FORT LAUDERDALE, Fla. — It is easy to embrace the thought Alabama will defeat Notre Dame in Monday night’s Bowl Championship Series title game at Sun Life Stadium.
Alabama (12-1) is on dynasty’s cusp, seeking its third title in four years under Coach Nick Saban. People are already trying to compare Saban with Bear Bryant.
“I wouldn’t agree with that at all,” Saban said in what was absolutely the correct answer.
Notre Dame (12-0) hasn’t won a championship since 1988, and many would say the Irish have been looking over a four-leaf clover since their opener in Ireland.
“I think you get what you deserve,” third-year Coach Brian Kelly countered on Sunday. “You have to have more than luck. You have to have a will, a determination. You have confidence.”
That sounds right, though determination had nothing to do with Pittsburgh’s kicker missing that potential game-winner in overtime Nov. 3 in South Bend, Ind.
The oddsmakers have Alabama at nearly a double-digit favorite in advance of one of the most anticipated college football games in years.
So why does all this sound like a setup?
Because it’s basically the carbon-copy scenario we had 10 years ago when underdog Ohio State took on dynastic Miami for the BCS title in Phoenix.
Miami was defending champions and working on a 34-game winning streak when it took the field that night.
That game was at Sun Devil, not Life, Stadium.
Anyone remember what happened?
Ohio State, of course, pulled off the double-overtime upset and finished 14-0.

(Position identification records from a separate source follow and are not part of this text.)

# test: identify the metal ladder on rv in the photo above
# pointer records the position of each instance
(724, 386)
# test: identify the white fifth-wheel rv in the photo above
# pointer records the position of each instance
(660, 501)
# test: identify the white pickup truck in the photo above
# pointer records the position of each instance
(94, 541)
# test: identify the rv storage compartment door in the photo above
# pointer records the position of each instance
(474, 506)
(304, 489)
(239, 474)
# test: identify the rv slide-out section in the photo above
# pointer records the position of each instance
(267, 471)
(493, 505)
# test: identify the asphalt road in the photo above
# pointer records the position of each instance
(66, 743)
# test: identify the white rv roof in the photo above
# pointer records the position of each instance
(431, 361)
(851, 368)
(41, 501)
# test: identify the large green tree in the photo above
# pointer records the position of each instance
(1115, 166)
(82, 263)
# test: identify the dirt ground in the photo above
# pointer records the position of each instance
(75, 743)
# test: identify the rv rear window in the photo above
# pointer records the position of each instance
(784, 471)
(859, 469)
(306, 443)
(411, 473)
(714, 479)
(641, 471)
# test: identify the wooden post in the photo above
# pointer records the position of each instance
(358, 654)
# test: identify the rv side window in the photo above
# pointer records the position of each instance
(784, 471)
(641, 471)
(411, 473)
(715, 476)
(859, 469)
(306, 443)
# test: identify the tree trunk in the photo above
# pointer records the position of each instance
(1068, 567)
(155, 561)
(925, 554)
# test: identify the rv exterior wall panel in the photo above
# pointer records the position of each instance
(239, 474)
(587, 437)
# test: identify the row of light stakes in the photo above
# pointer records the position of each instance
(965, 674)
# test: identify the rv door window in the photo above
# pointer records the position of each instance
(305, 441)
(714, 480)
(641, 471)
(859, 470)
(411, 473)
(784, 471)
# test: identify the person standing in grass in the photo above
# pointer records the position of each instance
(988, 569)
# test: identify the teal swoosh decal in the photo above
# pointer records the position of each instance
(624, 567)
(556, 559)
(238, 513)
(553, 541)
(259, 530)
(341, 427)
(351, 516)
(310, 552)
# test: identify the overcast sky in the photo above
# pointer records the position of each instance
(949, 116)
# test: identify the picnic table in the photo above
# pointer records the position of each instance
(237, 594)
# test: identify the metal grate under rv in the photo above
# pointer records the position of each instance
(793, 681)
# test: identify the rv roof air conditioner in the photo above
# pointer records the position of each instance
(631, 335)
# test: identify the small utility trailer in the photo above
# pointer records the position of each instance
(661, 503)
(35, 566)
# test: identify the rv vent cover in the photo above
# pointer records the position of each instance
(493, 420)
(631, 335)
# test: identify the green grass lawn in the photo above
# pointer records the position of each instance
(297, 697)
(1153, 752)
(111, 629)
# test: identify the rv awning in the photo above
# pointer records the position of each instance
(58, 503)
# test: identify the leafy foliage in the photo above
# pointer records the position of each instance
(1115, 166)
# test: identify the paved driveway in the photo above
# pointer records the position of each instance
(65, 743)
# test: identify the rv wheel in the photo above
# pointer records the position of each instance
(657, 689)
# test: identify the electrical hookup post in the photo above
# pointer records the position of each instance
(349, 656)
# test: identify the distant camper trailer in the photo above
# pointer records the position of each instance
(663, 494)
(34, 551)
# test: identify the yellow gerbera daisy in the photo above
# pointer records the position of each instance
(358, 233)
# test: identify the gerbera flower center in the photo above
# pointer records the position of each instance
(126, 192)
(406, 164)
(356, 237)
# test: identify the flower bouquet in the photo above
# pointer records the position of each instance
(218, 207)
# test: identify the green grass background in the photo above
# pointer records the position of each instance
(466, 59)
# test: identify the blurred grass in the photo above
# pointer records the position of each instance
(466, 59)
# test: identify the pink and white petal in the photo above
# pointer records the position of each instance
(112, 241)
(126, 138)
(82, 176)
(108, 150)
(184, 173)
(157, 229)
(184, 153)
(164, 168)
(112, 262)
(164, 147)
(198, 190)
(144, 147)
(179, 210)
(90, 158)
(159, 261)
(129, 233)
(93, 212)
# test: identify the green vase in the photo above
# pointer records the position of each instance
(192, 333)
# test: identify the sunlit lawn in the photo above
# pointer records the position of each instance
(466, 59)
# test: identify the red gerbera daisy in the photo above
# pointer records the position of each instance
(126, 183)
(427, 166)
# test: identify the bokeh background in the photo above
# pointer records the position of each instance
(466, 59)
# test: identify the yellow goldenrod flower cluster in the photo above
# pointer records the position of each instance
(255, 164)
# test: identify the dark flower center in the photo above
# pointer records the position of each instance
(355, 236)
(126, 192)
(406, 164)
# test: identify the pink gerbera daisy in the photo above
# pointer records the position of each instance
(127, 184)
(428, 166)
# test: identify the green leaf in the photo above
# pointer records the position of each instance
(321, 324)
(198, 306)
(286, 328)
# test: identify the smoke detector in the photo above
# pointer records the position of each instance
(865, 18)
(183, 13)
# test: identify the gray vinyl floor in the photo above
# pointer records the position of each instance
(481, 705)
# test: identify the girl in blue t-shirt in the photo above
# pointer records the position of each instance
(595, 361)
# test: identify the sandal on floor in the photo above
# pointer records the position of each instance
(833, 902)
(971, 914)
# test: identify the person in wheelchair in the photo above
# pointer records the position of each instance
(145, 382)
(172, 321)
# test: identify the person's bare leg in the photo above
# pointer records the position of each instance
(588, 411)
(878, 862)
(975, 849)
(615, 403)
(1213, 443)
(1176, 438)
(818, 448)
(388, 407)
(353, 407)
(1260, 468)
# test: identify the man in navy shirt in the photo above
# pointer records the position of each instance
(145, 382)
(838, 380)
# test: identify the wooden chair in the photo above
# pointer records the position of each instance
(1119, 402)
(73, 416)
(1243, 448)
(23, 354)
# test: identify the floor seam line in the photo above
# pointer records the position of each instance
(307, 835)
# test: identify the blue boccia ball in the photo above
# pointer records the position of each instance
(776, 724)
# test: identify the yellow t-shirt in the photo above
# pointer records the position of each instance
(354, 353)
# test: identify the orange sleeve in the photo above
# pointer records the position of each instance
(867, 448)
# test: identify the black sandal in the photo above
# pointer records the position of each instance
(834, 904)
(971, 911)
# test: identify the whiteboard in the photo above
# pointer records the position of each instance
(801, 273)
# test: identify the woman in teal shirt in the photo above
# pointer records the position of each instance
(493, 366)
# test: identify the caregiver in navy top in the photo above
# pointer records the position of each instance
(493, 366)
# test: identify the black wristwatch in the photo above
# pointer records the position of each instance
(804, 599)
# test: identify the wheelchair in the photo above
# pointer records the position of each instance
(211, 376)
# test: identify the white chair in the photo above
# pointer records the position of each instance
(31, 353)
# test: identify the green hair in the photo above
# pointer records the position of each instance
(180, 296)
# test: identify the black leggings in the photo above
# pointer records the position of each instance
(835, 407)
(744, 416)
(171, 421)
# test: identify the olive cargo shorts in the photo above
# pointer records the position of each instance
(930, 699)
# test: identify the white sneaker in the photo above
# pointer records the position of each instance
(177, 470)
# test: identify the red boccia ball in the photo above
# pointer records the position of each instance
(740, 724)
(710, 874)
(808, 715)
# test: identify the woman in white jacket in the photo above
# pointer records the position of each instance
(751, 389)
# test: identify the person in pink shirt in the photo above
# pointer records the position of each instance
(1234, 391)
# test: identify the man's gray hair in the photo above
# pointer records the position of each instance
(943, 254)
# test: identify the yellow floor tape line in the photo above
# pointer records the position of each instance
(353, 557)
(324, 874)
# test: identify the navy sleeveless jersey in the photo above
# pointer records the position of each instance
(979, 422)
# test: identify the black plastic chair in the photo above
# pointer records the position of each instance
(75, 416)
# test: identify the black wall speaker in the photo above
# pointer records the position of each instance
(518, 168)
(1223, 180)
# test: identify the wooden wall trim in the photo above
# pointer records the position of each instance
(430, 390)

Notre Dame is almost a mirror of that Ohio State team while Alabama is comparable, though not as powerful, as Miami.
People and their programs should really stop apologizing for luck.
Ohio State’s team in 2002 was lucky. So what? It won seven games by 11 points or fewer including the title game decided by a controversial pass-interference call.
Ohio State beat Cincinnati by four in a game that came down to the final play. Ohio State survived Purdue, 10-6, thanks to a fourth-down-conversion pass for touchdown. The Buckeyes won other games by the score of 19-14, 13-7 and 14-9.
Notre Dame’s journey has been just as harrowing — and (so far) as successful. The Irish narrowly defeated by three a Purdue team that Oklahoma State scorched by 44 in the Heart of Dallas Bowl, survived overtime against Stanford and triple overtime against Pitt.
Was it not “lucky” officials didn’t catch Notre Dame with two players wearing uniform No. 2 on the overtime kick that could have knocked the Irish out of the title game?
What about getting to play USC without injured quarterback Matt Barkley?
Truth is, you need luck to win championships.
Alabama had its fair share in 2009 and again last year when it advanced to the title game without winning its own division.
The Southeastern Conference isn’t playing its seventh straight BCS title game just because it is the nation’s best conference. It also needed some fairy dust.
“People are probably getting tired of us,” Alabama center Barrett Jones acknowledged this week. “That’s all right, we don’t really mind.”
And he shouldn’t — but he should also count his lucky stars.
The Crimson Tide saw its title hopes seemingly dashed this season after a home loss to two-loss Texas A&M;, only to get back in because Oregon lost a heartbreaker to two-loss Stanford.
Is one-loss Alabama really better than one-loss Oregon?
Maybe, maybe not, but those are the breaks.
Now that both teams have arrived, you can go with the odds or just assume anything can happen.
Miami discovered a decade ago that Ohio State wasn’t listening to sports-talk radio or reading the papers.
Monday’s game is drenched in history and a lot of history suggests it could go either way.
Alabama and Notre Dame have their differences in counting national championships. Alabama claims 14 while Notre Dame’s consideration of only “consensus” crowns puts the Irish ahead, 11-10. Notre Dame claims it leads Alabama, 21-18, using all polls since 1900.
The easiest way to settle is to note each program has eight Associated Press titles — and no other school has more.
Both schools play intense defense and are intelligently, and exactingly, coached.
Saban is one of the game’s great organizers and mind manipulators. He showed his team a video of New York Yankees reliever Mariano Rivera to emphasize the focus it takes to close out an opponent.
“Three outs,” Saban said. “How am I going to get three outs?”
Kelly doesn’t yet have Saban’s pedigree, but he’s working on it.
Kelly won national titles at Division II Grand Valley State, but those were different.
“We were staying at a Best Western,” he said Sunday. “I don’t know that anyone knew where we were.”
Kelly, trying to win a national title in his third year at Notre Dame, has used each close win as a bonding exercise.
“Fighting Irish, that’s who we are,” Kelly said. “We’re going to battle you.”
Kelly is a pragmatist who thinks things happen for a reason.
“So if it’s destiny, that’s fine by me,” he said. “I have not built any program based upon we’re going to get good luck.”
He probably won’t mind, though, if any more comes his way.